Therefore, in the forward MR analysis, genetically predicted depressed affect and worry components of neuroticism were associated with higher risks of infertility and endometriosis, while genetically predicted SESA cluster increased the risk of endometriosis.

Causality of female reproductive diseases on neuroticism clusters

In the reverse MR analysis, the IVW method detected that genetically predicted PCOS could increase the risk of the three neuroticism clusters (depressed affect: Beta = 0.006, 95% CI: 0.000–0.012, p = 0.036; worry: Beta = 0.009, 95% CI: 0.003–0.016, p = 0.003; SESA: Beta = 0.006, 95% CI: 0.000–0.012, p = 0.040) (Fig. 3), while the IVW method also detected a significant protective effect of SA on the SESA cluster (Beta = -0.022, 95% CI: -0.043– -0.002, p = 0.033) (Fig. 3). The WM and MR-Egger methods yielded directionally consistent results in the aforementioned analyses (Supplementary Material 1: Table S6). No causality was detected between other female reproductive diseases and the neuroticism clusters (Fig. 3; Supplementary Material 1: Table S6).

Fig. 3.

Fig. 3

Primary analyses (IVW method) of the causal effect of female reproductive diseases on neuroticism clusters. Mendelian randomization estimates are presented as Beta values with the corresponding 95% CI, which provide an estimate of the relative outcome risk caused by exposure. Abbreviation: CI, confidence interval; PCOS, polycystic ovary syndrome; SA, spontaneous abortion; SESA, sensitivity to environmental stress and adversity; SNP, single nucleotide polymorphism; UF, uterine fibroids

In the sensitivity analysis, heterogeneity and horizontal pleiotropy were not detected in any of the MR results (Table 2). The LOO analysis revealed that the causality between PCOS and worry cluster was the only robust analysis of the causalities mentioned above (Supplementary Material 1: Figure S2).

Table 2.

Heterogeneity and horizontal pleiotropy for genetically causal effect of female reproductive diseases on neuroticism clusters

Exposure Outcome Horizontal pleiotropy Heterogeneity (IVW method)
MR Egger_intercept pval Cochran’s Q Q_pval
Infertility Depressed 0.002 0.241 11.084 0.522
Worry 0.001 0.620 10.989 0.530
SESA 0.003 0.070 14.554 0.409
PCOS Depressed 0.001 0.736 10.255 0.418
Worry 0.001 0.756 6.673 0.671
SESA -0.001 0.748 5.281 0.872
SA Depressed -0.002 0.278 7.792 0.732
Worry -0.002 0.440 4.108 0.942
SESA -0.002 0.352 7.879 0.641
Endometriosis Depressed -0.004 0.067 22.399 0.319
Worry 0.000 0.800 16.498 0.685
SESA -0.002 0.322 16.213 0.643
UF Depressed 0.000 0.586 42.116 0.553
Worry 0.000 0.870 41.226 0.461
SESA 0.001 0.312 38.284 0.676

Abbreviation: IVW Inverse variance-weighted, PCOS Polycystic ovary syndrome, SA Spontaneous abortion, SESA Sensitivity to environmental stress and adversity, UF Uterine fibroids

Therefore, in the reverse analysis, we detected only robust causality in which genetically predicted PCOS could increase the risk of worry cluster.

Discussion

In the current study, a bidirectional two-sample MR study was conducted to assess causality between neuroticism personality clusters and female reproductive diseases. The findings of the forward analysis supported that genetically predicted depressed affect and worry components of neuroticism could significantly increase the risk of infertility and endometriosis, while genetically predicted SESA cluster could increase the risk of endometriosis. In the reverse analysis, genetically predicted PCOS was causally associated with an increased risk of the worry component of personality. These results provide further evidence to clarify the causality between the components of neuroticism and female reproductive diseases.
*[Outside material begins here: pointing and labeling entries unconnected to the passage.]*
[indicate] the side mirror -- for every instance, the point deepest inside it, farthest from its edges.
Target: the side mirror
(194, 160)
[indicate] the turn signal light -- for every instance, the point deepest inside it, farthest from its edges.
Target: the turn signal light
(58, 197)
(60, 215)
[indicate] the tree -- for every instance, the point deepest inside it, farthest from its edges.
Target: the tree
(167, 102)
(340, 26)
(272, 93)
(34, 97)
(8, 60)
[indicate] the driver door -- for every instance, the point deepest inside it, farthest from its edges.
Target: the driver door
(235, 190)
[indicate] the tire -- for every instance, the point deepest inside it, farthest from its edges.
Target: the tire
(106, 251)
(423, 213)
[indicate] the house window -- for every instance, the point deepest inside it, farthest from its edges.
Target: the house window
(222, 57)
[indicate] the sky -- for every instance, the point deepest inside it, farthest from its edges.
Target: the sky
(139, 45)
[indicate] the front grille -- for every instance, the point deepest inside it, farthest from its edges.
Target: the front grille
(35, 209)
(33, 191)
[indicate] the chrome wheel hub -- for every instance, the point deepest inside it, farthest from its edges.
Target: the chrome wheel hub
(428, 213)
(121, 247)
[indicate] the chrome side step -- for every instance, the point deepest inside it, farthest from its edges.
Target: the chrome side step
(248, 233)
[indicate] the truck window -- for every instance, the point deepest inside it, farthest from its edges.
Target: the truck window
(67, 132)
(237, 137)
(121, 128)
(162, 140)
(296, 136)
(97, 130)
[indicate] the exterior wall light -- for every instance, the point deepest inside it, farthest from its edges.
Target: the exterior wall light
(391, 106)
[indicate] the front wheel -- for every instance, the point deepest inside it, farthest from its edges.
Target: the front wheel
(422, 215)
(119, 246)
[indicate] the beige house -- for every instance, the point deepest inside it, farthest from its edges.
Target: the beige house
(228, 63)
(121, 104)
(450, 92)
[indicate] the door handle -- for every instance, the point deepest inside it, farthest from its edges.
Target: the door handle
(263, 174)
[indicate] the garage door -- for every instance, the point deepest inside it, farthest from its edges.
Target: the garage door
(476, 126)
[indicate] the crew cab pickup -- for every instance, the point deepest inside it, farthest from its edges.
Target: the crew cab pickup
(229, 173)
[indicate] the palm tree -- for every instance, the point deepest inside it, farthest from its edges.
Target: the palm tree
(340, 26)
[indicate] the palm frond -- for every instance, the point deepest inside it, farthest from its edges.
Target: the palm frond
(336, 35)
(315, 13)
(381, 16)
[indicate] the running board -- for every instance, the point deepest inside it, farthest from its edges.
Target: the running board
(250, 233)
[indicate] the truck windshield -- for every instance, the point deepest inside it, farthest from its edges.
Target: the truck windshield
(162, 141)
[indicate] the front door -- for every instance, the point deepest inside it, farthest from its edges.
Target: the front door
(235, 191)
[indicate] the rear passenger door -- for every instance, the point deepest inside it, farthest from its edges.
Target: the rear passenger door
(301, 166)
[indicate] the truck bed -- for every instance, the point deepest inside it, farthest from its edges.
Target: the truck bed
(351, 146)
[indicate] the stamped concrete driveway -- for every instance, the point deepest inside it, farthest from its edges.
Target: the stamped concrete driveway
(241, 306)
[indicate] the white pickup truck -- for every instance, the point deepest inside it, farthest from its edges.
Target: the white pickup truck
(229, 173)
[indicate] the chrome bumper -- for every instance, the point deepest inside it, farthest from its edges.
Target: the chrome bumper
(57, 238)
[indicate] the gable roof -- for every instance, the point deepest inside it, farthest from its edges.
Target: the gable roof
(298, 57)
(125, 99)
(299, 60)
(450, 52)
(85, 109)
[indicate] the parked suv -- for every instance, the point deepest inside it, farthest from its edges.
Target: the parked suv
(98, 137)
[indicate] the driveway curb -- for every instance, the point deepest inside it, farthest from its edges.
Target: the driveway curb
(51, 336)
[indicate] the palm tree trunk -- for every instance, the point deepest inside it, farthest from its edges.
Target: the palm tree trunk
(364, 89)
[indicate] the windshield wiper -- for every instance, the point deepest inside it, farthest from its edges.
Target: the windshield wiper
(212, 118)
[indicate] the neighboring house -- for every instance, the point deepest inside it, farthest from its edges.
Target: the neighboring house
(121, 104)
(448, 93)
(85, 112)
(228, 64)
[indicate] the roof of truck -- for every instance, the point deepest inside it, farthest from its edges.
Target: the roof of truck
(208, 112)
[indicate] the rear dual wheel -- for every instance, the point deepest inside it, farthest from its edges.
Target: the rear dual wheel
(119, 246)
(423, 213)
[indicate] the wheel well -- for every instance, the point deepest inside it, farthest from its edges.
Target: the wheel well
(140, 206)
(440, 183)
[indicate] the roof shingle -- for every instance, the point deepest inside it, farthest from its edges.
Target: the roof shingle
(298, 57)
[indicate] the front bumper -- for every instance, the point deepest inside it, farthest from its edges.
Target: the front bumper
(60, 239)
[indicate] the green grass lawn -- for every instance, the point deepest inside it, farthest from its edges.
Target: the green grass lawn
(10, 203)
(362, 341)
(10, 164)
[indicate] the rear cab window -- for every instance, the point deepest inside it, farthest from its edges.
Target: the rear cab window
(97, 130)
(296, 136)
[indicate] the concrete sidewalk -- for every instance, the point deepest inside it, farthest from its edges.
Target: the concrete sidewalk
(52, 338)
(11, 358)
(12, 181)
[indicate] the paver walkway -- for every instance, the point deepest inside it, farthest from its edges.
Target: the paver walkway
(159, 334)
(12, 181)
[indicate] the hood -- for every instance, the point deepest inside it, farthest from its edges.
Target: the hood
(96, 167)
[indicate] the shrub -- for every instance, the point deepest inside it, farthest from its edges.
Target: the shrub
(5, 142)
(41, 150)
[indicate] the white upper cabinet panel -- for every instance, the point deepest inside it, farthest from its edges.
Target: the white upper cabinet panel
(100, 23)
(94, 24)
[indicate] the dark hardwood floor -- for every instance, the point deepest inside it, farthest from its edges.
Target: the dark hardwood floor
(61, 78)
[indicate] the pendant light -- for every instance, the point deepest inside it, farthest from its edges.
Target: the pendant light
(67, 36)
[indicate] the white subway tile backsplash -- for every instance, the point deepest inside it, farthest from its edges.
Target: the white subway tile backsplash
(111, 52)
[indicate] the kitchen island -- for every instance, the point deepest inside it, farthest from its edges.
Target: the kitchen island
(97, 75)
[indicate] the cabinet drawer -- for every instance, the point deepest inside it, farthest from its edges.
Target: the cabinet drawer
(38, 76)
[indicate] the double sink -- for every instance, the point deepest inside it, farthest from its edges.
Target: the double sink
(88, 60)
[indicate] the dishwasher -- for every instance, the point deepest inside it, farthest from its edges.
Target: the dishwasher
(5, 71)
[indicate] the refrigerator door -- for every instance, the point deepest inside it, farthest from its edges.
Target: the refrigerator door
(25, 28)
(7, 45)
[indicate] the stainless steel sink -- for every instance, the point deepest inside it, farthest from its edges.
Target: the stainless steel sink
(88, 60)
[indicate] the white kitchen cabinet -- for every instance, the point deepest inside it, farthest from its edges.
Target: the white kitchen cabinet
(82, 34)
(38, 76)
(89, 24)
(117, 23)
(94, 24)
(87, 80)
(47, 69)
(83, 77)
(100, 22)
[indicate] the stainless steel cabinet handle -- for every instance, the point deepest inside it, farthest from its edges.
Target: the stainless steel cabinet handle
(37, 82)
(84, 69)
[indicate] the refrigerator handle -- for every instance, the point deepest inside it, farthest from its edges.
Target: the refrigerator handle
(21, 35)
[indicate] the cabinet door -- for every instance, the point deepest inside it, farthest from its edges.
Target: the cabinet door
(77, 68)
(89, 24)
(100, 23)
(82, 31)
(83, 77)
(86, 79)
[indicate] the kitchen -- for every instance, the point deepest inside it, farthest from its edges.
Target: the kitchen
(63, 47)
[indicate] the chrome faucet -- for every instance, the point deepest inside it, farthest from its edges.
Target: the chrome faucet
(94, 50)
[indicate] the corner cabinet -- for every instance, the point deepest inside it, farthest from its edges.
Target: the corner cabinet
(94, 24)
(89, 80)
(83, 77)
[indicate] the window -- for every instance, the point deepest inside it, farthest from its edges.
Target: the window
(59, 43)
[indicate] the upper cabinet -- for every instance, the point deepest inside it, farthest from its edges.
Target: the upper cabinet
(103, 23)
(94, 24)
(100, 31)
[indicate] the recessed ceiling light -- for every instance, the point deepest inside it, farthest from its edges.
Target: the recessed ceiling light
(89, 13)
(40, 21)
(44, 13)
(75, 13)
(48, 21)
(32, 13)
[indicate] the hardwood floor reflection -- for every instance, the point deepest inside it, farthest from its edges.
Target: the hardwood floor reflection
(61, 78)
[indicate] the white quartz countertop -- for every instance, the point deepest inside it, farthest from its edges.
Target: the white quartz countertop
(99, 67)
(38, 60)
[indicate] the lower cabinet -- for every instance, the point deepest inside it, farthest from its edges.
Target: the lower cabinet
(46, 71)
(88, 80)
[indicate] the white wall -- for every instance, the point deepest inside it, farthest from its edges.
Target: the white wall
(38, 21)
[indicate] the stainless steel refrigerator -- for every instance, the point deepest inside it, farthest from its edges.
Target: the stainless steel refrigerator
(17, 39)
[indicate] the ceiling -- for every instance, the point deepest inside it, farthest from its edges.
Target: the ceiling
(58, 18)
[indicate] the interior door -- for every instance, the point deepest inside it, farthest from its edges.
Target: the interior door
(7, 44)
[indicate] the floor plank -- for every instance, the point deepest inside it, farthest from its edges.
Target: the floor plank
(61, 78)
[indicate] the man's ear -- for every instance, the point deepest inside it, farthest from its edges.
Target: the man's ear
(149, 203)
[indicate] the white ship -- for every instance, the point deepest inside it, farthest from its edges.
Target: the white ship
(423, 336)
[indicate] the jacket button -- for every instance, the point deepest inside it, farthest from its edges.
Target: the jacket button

The forward analysis provided strong evidence that the neuroticism clusters were causally linked to a higher risk of infertility and endometriosis. Previous studies consistently demonstrated a correlation between neuroticism and these conditions: infertile women exhibit higher levels of neuroticism than their male partners [16, 38, 39]. High neuroticism levels predicted pregnancy failure post-treatment and increased anxiety and depression scores after follow-up [40]. Similarly, patients with endometriosis exhibit higher levels of neuroticism, introversion, and anxiety personality traits [20]. However, most previous studies were cross-sectional and could not establish causality between neuroticism and female reproductive diseases. This study used the MR analysis to confirm that neuroticism is a risk factor for infertility and endometriosis. The underlying mechanism may involve abnormal activity in the hypothalamic–pituitary–adrenal (HPA) and sympathetic nervous system (SNS) axes. Owing to the rapid arousal and slow suppression of emotions in individuals with high neuroticism [41], they are likely to experience more chronic or severe stress, leading to HPA and SNS dysregulation [42, 43]. Stress-related biomarkers such as corticotropin-releasing hormone (CRH), cortisol, and catecholamines may play an important role in the development of infertility and endometriosis.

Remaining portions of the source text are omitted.